Estar na Pele da Bruna
Página 7
Quando a violência não deixa marcas visíveis (parte 2)
Antes da validação, a insistência
Existe um trecho da violência que quase nunca aparece nos relatos: o que acontece depois que a mulher decide falar. Como se o ato de denunciar fosse simples, imediato, quase automático. Não é.
Denunciar exige sair de um estado de inércia profunda. Um lugar onde o corpo está cansado demais, a mente confusa demais e a culpa ainda ocupa muito espaço. Antes de existir coragem, existe medo. Antes de existir clareza, existe dúvida. E, principalmente, existe exaustão.
Relatar tudo o que vivi foi difícil. Não apenas pelo conteúdo, mas porque contar exige organizar o caos. Exige revisitar dores que ainda estão abertas. Exige insistir quando o caminho parece empurrar você de volta para o silêncio.
Na Delegacia da Mulher, a primeira tentativa foi enquadrar tudo como injúria. Um xingamento isolado. Um recorte mínimo de algo que era muito maior. Eu ouvi aquilo e soube, no corpo, que não era suficiente. Não era sobre uma ofensa. Era sobre um contexto inteiro de violência psicológica continuada.
Fui eu quem trouxe a Lei Maria da Penha para a conversa. Fui eu quem explicou que a violência não era pontual, mas repetida, estruturada, cumulativa. A escrivã não sabia. Precisou perguntar à delegada. E, ainda assim, o boletim foi registrado apenas com a última ofensa, apesar de eu ter levado todos os prints, todas as mensagens, toda a prova de um padrão que já durava anos.
Saí dali com a sensação estranha de ter falado muito e, ainda assim, não ter sido ouvida por completo.
Não desisti.
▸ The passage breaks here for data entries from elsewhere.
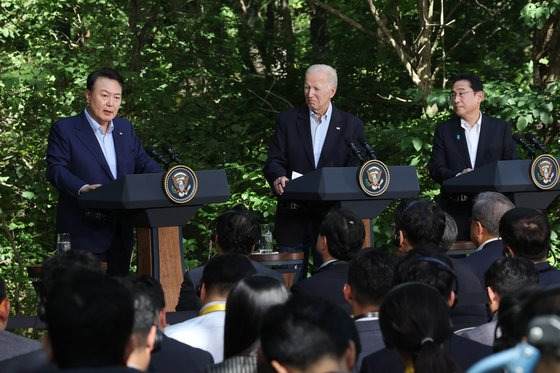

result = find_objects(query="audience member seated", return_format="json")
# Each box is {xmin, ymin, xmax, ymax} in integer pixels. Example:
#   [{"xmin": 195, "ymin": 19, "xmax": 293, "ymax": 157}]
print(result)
[
  {"xmin": 126, "ymin": 275, "xmax": 214, "ymax": 373},
  {"xmin": 500, "ymin": 207, "xmax": 560, "ymax": 286},
  {"xmin": 45, "ymin": 271, "xmax": 138, "ymax": 372},
  {"xmin": 0, "ymin": 277, "xmax": 41, "ymax": 361},
  {"xmin": 165, "ymin": 254, "xmax": 255, "ymax": 363},
  {"xmin": 344, "ymin": 249, "xmax": 397, "ymax": 371},
  {"xmin": 208, "ymin": 275, "xmax": 289, "ymax": 373},
  {"xmin": 372, "ymin": 282, "xmax": 459, "ymax": 373},
  {"xmin": 465, "ymin": 192, "xmax": 515, "ymax": 285},
  {"xmin": 261, "ymin": 295, "xmax": 360, "ymax": 373},
  {"xmin": 361, "ymin": 280, "xmax": 491, "ymax": 373},
  {"xmin": 292, "ymin": 209, "xmax": 365, "ymax": 313},
  {"xmin": 457, "ymin": 258, "xmax": 539, "ymax": 346},
  {"xmin": 175, "ymin": 207, "xmax": 284, "ymax": 311}
]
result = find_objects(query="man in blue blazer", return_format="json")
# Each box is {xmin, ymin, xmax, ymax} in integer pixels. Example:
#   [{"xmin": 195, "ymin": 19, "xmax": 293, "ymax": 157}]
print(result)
[
  {"xmin": 428, "ymin": 74, "xmax": 518, "ymax": 240},
  {"xmin": 263, "ymin": 65, "xmax": 365, "ymax": 274},
  {"xmin": 46, "ymin": 68, "xmax": 162, "ymax": 275}
]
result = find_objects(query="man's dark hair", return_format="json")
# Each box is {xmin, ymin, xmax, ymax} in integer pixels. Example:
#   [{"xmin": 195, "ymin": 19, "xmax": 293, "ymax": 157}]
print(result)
[
  {"xmin": 484, "ymin": 258, "xmax": 539, "ymax": 297},
  {"xmin": 216, "ymin": 210, "xmax": 261, "ymax": 255},
  {"xmin": 201, "ymin": 254, "xmax": 256, "ymax": 295},
  {"xmin": 261, "ymin": 295, "xmax": 361, "ymax": 370},
  {"xmin": 348, "ymin": 248, "xmax": 398, "ymax": 307},
  {"xmin": 46, "ymin": 271, "xmax": 134, "ymax": 369},
  {"xmin": 379, "ymin": 282, "xmax": 457, "ymax": 373},
  {"xmin": 86, "ymin": 67, "xmax": 124, "ymax": 92},
  {"xmin": 451, "ymin": 73, "xmax": 484, "ymax": 92},
  {"xmin": 397, "ymin": 199, "xmax": 445, "ymax": 247},
  {"xmin": 319, "ymin": 209, "xmax": 365, "ymax": 260},
  {"xmin": 472, "ymin": 192, "xmax": 515, "ymax": 237},
  {"xmin": 0, "ymin": 276, "xmax": 8, "ymax": 302},
  {"xmin": 394, "ymin": 247, "xmax": 458, "ymax": 301},
  {"xmin": 500, "ymin": 207, "xmax": 550, "ymax": 261}
]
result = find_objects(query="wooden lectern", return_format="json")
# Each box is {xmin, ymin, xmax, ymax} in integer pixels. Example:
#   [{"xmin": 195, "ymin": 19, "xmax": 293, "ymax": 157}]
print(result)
[{"xmin": 79, "ymin": 170, "xmax": 230, "ymax": 310}]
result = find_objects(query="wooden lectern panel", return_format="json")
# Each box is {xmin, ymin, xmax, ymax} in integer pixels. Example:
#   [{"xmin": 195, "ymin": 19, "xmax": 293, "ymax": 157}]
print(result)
[{"xmin": 136, "ymin": 227, "xmax": 183, "ymax": 310}]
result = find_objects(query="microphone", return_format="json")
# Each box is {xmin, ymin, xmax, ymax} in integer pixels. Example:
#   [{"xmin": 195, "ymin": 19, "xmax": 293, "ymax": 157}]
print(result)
[
  {"xmin": 145, "ymin": 146, "xmax": 169, "ymax": 169},
  {"xmin": 344, "ymin": 137, "xmax": 366, "ymax": 163},
  {"xmin": 358, "ymin": 138, "xmax": 377, "ymax": 160},
  {"xmin": 512, "ymin": 133, "xmax": 535, "ymax": 158},
  {"xmin": 161, "ymin": 143, "xmax": 181, "ymax": 164},
  {"xmin": 525, "ymin": 133, "xmax": 548, "ymax": 153}
]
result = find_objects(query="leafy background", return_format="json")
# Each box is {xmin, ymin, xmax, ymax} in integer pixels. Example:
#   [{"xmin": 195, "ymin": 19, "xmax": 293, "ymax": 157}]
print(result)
[{"xmin": 0, "ymin": 0, "xmax": 560, "ymax": 314}]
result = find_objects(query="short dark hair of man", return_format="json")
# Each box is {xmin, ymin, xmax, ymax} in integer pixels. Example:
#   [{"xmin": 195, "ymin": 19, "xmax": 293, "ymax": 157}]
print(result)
[
  {"xmin": 397, "ymin": 199, "xmax": 445, "ymax": 247},
  {"xmin": 86, "ymin": 67, "xmax": 124, "ymax": 92},
  {"xmin": 451, "ymin": 73, "xmax": 484, "ymax": 92},
  {"xmin": 319, "ymin": 209, "xmax": 365, "ymax": 260},
  {"xmin": 394, "ymin": 247, "xmax": 457, "ymax": 301},
  {"xmin": 500, "ymin": 207, "xmax": 550, "ymax": 262},
  {"xmin": 484, "ymin": 258, "xmax": 539, "ymax": 297},
  {"xmin": 216, "ymin": 210, "xmax": 261, "ymax": 255},
  {"xmin": 379, "ymin": 282, "xmax": 458, "ymax": 373},
  {"xmin": 261, "ymin": 295, "xmax": 361, "ymax": 370},
  {"xmin": 348, "ymin": 248, "xmax": 398, "ymax": 307},
  {"xmin": 46, "ymin": 271, "xmax": 134, "ymax": 369},
  {"xmin": 201, "ymin": 254, "xmax": 256, "ymax": 296},
  {"xmin": 471, "ymin": 192, "xmax": 515, "ymax": 237}
]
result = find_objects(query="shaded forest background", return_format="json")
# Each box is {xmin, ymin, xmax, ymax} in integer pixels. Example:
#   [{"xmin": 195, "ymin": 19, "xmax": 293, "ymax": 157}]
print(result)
[{"xmin": 0, "ymin": 0, "xmax": 560, "ymax": 314}]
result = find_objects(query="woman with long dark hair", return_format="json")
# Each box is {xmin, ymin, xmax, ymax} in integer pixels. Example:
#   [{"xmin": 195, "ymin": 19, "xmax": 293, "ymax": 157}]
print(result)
[{"xmin": 379, "ymin": 282, "xmax": 461, "ymax": 373}]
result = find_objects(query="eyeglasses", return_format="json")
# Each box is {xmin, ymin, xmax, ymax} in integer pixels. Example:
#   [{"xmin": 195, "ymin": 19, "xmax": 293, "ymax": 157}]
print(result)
[{"xmin": 449, "ymin": 91, "xmax": 475, "ymax": 100}]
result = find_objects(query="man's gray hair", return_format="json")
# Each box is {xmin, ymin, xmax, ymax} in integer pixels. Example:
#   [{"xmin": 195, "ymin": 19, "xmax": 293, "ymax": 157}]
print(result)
[
  {"xmin": 472, "ymin": 192, "xmax": 515, "ymax": 237},
  {"xmin": 305, "ymin": 64, "xmax": 338, "ymax": 87}
]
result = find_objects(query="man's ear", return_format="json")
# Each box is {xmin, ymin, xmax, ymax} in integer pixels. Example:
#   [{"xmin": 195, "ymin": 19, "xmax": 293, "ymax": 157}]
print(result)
[
  {"xmin": 344, "ymin": 340, "xmax": 357, "ymax": 372},
  {"xmin": 342, "ymin": 283, "xmax": 352, "ymax": 304},
  {"xmin": 270, "ymin": 360, "xmax": 289, "ymax": 373}
]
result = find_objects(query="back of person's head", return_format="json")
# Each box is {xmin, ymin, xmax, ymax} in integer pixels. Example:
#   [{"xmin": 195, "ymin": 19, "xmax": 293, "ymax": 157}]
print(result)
[
  {"xmin": 348, "ymin": 248, "xmax": 398, "ymax": 307},
  {"xmin": 484, "ymin": 258, "xmax": 539, "ymax": 297},
  {"xmin": 500, "ymin": 207, "xmax": 551, "ymax": 261},
  {"xmin": 216, "ymin": 208, "xmax": 261, "ymax": 255},
  {"xmin": 471, "ymin": 192, "xmax": 515, "ymax": 237},
  {"xmin": 86, "ymin": 67, "xmax": 124, "ymax": 92},
  {"xmin": 379, "ymin": 282, "xmax": 458, "ymax": 373},
  {"xmin": 224, "ymin": 275, "xmax": 289, "ymax": 359},
  {"xmin": 261, "ymin": 296, "xmax": 360, "ymax": 372},
  {"xmin": 439, "ymin": 212, "xmax": 459, "ymax": 251},
  {"xmin": 319, "ymin": 209, "xmax": 365, "ymax": 260},
  {"xmin": 394, "ymin": 247, "xmax": 458, "ymax": 301},
  {"xmin": 493, "ymin": 286, "xmax": 540, "ymax": 351},
  {"xmin": 45, "ymin": 271, "xmax": 134, "ymax": 369},
  {"xmin": 397, "ymin": 199, "xmax": 445, "ymax": 247},
  {"xmin": 201, "ymin": 254, "xmax": 256, "ymax": 296},
  {"xmin": 451, "ymin": 73, "xmax": 484, "ymax": 92}
]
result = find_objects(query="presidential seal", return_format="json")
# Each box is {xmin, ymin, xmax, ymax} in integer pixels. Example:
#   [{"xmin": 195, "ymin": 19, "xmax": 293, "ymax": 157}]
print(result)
[
  {"xmin": 358, "ymin": 160, "xmax": 391, "ymax": 197},
  {"xmin": 531, "ymin": 154, "xmax": 559, "ymax": 190},
  {"xmin": 163, "ymin": 165, "xmax": 198, "ymax": 204}
]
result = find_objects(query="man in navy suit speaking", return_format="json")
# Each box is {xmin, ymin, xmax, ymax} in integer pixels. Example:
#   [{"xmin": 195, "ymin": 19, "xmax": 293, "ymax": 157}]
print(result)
[
  {"xmin": 428, "ymin": 74, "xmax": 518, "ymax": 239},
  {"xmin": 263, "ymin": 65, "xmax": 365, "ymax": 277},
  {"xmin": 46, "ymin": 68, "xmax": 162, "ymax": 275}
]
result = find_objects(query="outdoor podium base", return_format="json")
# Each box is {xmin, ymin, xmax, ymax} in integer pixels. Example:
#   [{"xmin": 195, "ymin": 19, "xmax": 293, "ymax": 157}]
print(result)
[{"xmin": 136, "ymin": 227, "xmax": 185, "ymax": 311}]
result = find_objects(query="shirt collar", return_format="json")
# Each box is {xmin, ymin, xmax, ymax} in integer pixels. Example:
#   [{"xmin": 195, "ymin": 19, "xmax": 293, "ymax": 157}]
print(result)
[
  {"xmin": 309, "ymin": 102, "xmax": 332, "ymax": 123},
  {"xmin": 84, "ymin": 107, "xmax": 115, "ymax": 134},
  {"xmin": 461, "ymin": 113, "xmax": 482, "ymax": 133}
]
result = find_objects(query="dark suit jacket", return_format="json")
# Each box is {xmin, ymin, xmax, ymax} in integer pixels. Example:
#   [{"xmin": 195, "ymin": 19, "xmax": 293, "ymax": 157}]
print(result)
[
  {"xmin": 352, "ymin": 319, "xmax": 385, "ymax": 372},
  {"xmin": 46, "ymin": 112, "xmax": 161, "ymax": 253},
  {"xmin": 463, "ymin": 240, "xmax": 504, "ymax": 289},
  {"xmin": 292, "ymin": 261, "xmax": 352, "ymax": 314},
  {"xmin": 360, "ymin": 335, "xmax": 492, "ymax": 373},
  {"xmin": 263, "ymin": 105, "xmax": 365, "ymax": 246},
  {"xmin": 148, "ymin": 333, "xmax": 214, "ymax": 373},
  {"xmin": 175, "ymin": 260, "xmax": 284, "ymax": 311},
  {"xmin": 428, "ymin": 114, "xmax": 518, "ymax": 183}
]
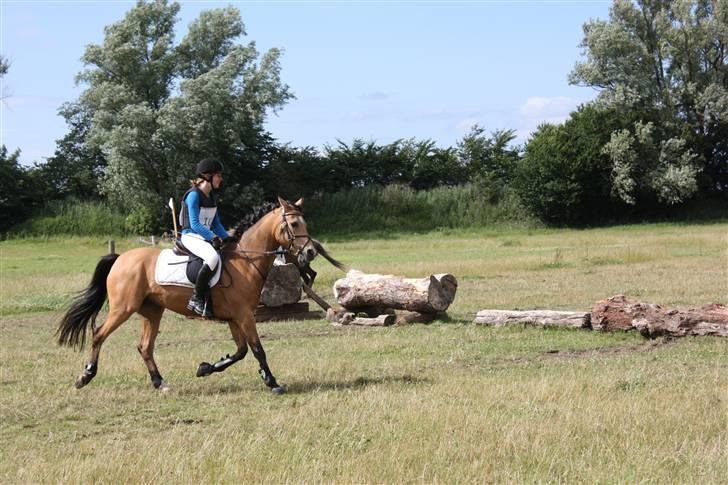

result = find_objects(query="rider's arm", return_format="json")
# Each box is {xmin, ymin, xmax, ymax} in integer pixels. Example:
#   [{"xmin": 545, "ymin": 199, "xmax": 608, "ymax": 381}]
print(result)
[
  {"xmin": 210, "ymin": 214, "xmax": 228, "ymax": 239},
  {"xmin": 185, "ymin": 191, "xmax": 215, "ymax": 241}
]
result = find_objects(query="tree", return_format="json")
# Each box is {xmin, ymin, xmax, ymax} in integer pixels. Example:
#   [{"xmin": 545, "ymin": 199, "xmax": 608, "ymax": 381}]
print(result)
[
  {"xmin": 0, "ymin": 145, "xmax": 43, "ymax": 232},
  {"xmin": 71, "ymin": 0, "xmax": 292, "ymax": 225},
  {"xmin": 570, "ymin": 0, "xmax": 728, "ymax": 199},
  {"xmin": 457, "ymin": 125, "xmax": 520, "ymax": 201},
  {"xmin": 34, "ymin": 103, "xmax": 106, "ymax": 199},
  {"xmin": 514, "ymin": 105, "xmax": 636, "ymax": 224}
]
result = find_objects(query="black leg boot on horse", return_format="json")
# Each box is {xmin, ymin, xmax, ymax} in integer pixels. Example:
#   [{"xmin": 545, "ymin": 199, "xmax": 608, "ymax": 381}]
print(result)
[{"xmin": 187, "ymin": 264, "xmax": 214, "ymax": 318}]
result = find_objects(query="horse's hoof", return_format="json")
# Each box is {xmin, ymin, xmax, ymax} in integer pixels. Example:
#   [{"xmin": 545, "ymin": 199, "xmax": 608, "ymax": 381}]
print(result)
[
  {"xmin": 76, "ymin": 374, "xmax": 88, "ymax": 389},
  {"xmin": 157, "ymin": 381, "xmax": 174, "ymax": 394},
  {"xmin": 197, "ymin": 362, "xmax": 214, "ymax": 377}
]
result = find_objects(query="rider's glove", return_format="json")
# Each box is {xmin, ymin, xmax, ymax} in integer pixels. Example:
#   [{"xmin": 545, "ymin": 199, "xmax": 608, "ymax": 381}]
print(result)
[{"xmin": 212, "ymin": 236, "xmax": 222, "ymax": 249}]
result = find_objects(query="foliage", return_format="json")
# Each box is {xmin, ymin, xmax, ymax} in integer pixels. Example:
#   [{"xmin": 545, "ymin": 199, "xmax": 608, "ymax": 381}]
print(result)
[
  {"xmin": 124, "ymin": 207, "xmax": 157, "ymax": 234},
  {"xmin": 0, "ymin": 145, "xmax": 43, "ymax": 233},
  {"xmin": 67, "ymin": 0, "xmax": 292, "ymax": 225},
  {"xmin": 33, "ymin": 103, "xmax": 106, "ymax": 199},
  {"xmin": 306, "ymin": 184, "xmax": 535, "ymax": 234},
  {"xmin": 9, "ymin": 198, "xmax": 127, "ymax": 237},
  {"xmin": 457, "ymin": 125, "xmax": 521, "ymax": 199},
  {"xmin": 514, "ymin": 105, "xmax": 630, "ymax": 224},
  {"xmin": 570, "ymin": 0, "xmax": 728, "ymax": 197}
]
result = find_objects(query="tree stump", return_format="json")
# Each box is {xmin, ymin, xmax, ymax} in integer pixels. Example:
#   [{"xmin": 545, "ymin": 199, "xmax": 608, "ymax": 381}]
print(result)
[
  {"xmin": 591, "ymin": 295, "xmax": 728, "ymax": 338},
  {"xmin": 334, "ymin": 270, "xmax": 458, "ymax": 313},
  {"xmin": 260, "ymin": 264, "xmax": 301, "ymax": 307}
]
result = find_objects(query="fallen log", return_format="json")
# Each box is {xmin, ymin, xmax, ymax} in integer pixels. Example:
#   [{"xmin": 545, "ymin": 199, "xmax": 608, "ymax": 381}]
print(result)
[
  {"xmin": 334, "ymin": 270, "xmax": 458, "ymax": 313},
  {"xmin": 260, "ymin": 264, "xmax": 301, "ymax": 307},
  {"xmin": 591, "ymin": 295, "xmax": 728, "ymax": 338},
  {"xmin": 474, "ymin": 310, "xmax": 590, "ymax": 328},
  {"xmin": 332, "ymin": 312, "xmax": 397, "ymax": 327}
]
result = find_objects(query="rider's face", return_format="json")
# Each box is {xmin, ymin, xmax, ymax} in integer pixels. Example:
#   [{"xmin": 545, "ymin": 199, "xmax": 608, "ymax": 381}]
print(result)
[{"xmin": 212, "ymin": 172, "xmax": 222, "ymax": 189}]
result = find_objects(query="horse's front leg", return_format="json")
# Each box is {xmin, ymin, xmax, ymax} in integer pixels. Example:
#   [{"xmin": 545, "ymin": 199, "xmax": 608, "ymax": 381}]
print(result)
[
  {"xmin": 245, "ymin": 317, "xmax": 286, "ymax": 394},
  {"xmin": 197, "ymin": 322, "xmax": 248, "ymax": 377}
]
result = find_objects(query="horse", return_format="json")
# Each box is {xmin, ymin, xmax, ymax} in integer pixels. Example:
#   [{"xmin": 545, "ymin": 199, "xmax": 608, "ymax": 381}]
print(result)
[{"xmin": 57, "ymin": 197, "xmax": 316, "ymax": 394}]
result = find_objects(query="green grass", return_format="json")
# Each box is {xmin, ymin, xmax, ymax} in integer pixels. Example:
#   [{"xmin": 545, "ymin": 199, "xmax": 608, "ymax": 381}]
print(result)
[{"xmin": 0, "ymin": 224, "xmax": 728, "ymax": 483}]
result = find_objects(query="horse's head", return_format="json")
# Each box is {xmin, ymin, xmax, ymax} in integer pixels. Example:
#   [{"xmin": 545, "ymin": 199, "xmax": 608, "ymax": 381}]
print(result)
[{"xmin": 275, "ymin": 197, "xmax": 318, "ymax": 267}]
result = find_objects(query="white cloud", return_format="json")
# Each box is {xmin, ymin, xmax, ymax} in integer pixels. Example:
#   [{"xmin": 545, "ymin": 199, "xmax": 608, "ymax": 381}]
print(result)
[
  {"xmin": 359, "ymin": 91, "xmax": 391, "ymax": 101},
  {"xmin": 520, "ymin": 96, "xmax": 579, "ymax": 120},
  {"xmin": 455, "ymin": 118, "xmax": 480, "ymax": 133},
  {"xmin": 516, "ymin": 96, "xmax": 583, "ymax": 143}
]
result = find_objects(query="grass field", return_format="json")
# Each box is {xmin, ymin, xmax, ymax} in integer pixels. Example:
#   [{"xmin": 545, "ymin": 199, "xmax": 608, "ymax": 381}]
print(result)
[{"xmin": 0, "ymin": 224, "xmax": 728, "ymax": 483}]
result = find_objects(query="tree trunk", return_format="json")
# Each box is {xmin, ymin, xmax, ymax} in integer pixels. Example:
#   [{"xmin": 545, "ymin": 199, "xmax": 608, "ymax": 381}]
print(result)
[
  {"xmin": 474, "ymin": 310, "xmax": 590, "ymax": 328},
  {"xmin": 591, "ymin": 295, "xmax": 728, "ymax": 338},
  {"xmin": 331, "ymin": 313, "xmax": 397, "ymax": 327},
  {"xmin": 334, "ymin": 270, "xmax": 458, "ymax": 313},
  {"xmin": 260, "ymin": 264, "xmax": 301, "ymax": 307}
]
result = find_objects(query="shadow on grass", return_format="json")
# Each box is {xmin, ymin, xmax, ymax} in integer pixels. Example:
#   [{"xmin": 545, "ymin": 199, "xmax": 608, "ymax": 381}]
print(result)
[{"xmin": 286, "ymin": 374, "xmax": 432, "ymax": 394}]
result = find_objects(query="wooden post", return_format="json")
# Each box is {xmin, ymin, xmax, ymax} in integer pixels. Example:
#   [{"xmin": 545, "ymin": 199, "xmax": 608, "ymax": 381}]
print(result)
[{"xmin": 301, "ymin": 282, "xmax": 331, "ymax": 311}]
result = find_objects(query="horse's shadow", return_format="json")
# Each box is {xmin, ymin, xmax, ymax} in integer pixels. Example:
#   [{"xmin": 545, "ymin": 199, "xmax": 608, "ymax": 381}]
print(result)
[
  {"xmin": 180, "ymin": 374, "xmax": 431, "ymax": 395},
  {"xmin": 286, "ymin": 374, "xmax": 431, "ymax": 394}
]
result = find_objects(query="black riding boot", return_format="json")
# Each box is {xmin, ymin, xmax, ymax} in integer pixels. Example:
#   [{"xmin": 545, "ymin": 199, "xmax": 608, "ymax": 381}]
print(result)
[{"xmin": 187, "ymin": 264, "xmax": 213, "ymax": 318}]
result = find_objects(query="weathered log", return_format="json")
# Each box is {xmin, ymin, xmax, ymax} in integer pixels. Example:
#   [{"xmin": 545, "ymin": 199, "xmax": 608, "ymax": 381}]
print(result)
[
  {"xmin": 474, "ymin": 310, "xmax": 590, "ymax": 328},
  {"xmin": 260, "ymin": 264, "xmax": 301, "ymax": 307},
  {"xmin": 397, "ymin": 310, "xmax": 445, "ymax": 325},
  {"xmin": 591, "ymin": 295, "xmax": 728, "ymax": 338},
  {"xmin": 334, "ymin": 270, "xmax": 458, "ymax": 313},
  {"xmin": 301, "ymin": 283, "xmax": 331, "ymax": 312},
  {"xmin": 336, "ymin": 313, "xmax": 397, "ymax": 327}
]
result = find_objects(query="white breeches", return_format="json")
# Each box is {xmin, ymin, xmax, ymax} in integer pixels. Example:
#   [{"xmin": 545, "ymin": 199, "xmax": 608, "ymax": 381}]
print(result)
[{"xmin": 182, "ymin": 233, "xmax": 220, "ymax": 271}]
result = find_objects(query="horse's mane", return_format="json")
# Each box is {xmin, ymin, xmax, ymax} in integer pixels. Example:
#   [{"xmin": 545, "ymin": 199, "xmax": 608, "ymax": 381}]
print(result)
[{"xmin": 232, "ymin": 202, "xmax": 278, "ymax": 242}]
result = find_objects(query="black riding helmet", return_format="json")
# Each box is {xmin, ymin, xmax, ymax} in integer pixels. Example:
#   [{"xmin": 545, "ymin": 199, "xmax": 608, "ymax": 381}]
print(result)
[{"xmin": 197, "ymin": 158, "xmax": 224, "ymax": 175}]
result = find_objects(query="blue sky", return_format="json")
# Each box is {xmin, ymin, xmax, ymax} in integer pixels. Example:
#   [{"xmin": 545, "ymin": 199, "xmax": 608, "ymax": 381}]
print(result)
[{"xmin": 0, "ymin": 0, "xmax": 611, "ymax": 164}]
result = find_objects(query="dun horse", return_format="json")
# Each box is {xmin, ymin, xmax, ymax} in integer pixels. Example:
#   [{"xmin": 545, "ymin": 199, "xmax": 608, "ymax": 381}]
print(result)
[{"xmin": 58, "ymin": 198, "xmax": 316, "ymax": 394}]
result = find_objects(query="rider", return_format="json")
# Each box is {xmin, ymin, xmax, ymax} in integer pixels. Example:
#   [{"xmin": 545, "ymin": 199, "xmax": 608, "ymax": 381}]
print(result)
[{"xmin": 179, "ymin": 158, "xmax": 228, "ymax": 317}]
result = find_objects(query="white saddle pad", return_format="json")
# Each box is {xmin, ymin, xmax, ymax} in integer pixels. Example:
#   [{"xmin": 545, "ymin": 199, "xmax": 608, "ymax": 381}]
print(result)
[{"xmin": 154, "ymin": 249, "xmax": 222, "ymax": 288}]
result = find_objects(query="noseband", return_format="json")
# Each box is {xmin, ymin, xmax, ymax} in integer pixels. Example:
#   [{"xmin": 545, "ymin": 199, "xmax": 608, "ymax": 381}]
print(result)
[
  {"xmin": 238, "ymin": 208, "xmax": 313, "ymax": 281},
  {"xmin": 281, "ymin": 212, "xmax": 312, "ymax": 257}
]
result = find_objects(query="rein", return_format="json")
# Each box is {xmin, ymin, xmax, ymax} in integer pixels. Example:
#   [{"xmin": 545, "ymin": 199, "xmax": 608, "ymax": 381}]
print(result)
[{"xmin": 228, "ymin": 208, "xmax": 311, "ymax": 282}]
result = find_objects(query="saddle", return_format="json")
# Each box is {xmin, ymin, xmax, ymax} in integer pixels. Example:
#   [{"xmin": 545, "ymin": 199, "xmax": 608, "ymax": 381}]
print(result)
[{"xmin": 154, "ymin": 239, "xmax": 224, "ymax": 288}]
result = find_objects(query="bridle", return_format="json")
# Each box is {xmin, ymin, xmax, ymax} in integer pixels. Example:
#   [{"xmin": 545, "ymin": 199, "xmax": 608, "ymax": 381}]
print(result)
[{"xmin": 238, "ymin": 210, "xmax": 313, "ymax": 281}]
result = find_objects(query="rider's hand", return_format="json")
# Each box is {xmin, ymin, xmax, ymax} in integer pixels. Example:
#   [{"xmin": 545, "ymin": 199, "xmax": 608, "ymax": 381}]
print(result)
[{"xmin": 212, "ymin": 236, "xmax": 222, "ymax": 249}]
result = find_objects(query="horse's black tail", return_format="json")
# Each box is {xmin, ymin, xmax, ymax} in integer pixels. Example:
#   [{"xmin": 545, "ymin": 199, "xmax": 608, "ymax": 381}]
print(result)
[
  {"xmin": 311, "ymin": 238, "xmax": 348, "ymax": 271},
  {"xmin": 56, "ymin": 254, "xmax": 119, "ymax": 349}
]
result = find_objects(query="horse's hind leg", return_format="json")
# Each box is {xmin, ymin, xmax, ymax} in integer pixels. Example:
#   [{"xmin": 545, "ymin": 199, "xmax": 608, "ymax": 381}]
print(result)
[
  {"xmin": 137, "ymin": 303, "xmax": 171, "ymax": 391},
  {"xmin": 76, "ymin": 308, "xmax": 134, "ymax": 389}
]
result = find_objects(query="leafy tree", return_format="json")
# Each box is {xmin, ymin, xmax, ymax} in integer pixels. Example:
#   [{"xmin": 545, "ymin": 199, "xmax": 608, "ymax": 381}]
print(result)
[
  {"xmin": 71, "ymin": 0, "xmax": 292, "ymax": 224},
  {"xmin": 0, "ymin": 145, "xmax": 43, "ymax": 232},
  {"xmin": 457, "ymin": 125, "xmax": 520, "ymax": 201},
  {"xmin": 570, "ymin": 0, "xmax": 728, "ymax": 198},
  {"xmin": 34, "ymin": 103, "xmax": 106, "ymax": 200},
  {"xmin": 514, "ymin": 105, "xmax": 636, "ymax": 224}
]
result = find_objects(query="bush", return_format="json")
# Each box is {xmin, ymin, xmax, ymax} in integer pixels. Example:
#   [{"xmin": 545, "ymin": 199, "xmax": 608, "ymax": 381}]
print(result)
[
  {"xmin": 306, "ymin": 184, "xmax": 534, "ymax": 235},
  {"xmin": 124, "ymin": 207, "xmax": 158, "ymax": 235},
  {"xmin": 9, "ymin": 199, "xmax": 126, "ymax": 237},
  {"xmin": 514, "ymin": 106, "xmax": 631, "ymax": 224}
]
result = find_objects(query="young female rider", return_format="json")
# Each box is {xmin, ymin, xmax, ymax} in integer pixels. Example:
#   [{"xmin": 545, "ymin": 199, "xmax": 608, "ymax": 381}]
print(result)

Voltei para casa e fiz o que ninguém tinha feito por mim: organizei tudo. Construi o relato. Escrevi a linha do tempo. Dei contexto. Mostrei a repetição. Mostrei a escalada. Mostrei o impacto. Pedi, formalmente, que aquilo fosse juntado. Insisti.
E só então o que eu dizia começou a ganhar forma institucional.
Em muitos momentos, pensei: e se eu não tivesse feito isso?
E se eu não tivesse conhecimento? E se estivesse mais fragilizada? E se tivesse acreditado que aquilo “não era nada”? E se fosse outra mulher? Sem apoio, sem energia, sem linguagem para traduzir a própria dor?
A verdade é que o sistema ainda exige demais de quem já foi violentada. Exige clareza de quem está confusa. Exige firmeza de quem está exausta. Exige didática de quem mal consegue respirar.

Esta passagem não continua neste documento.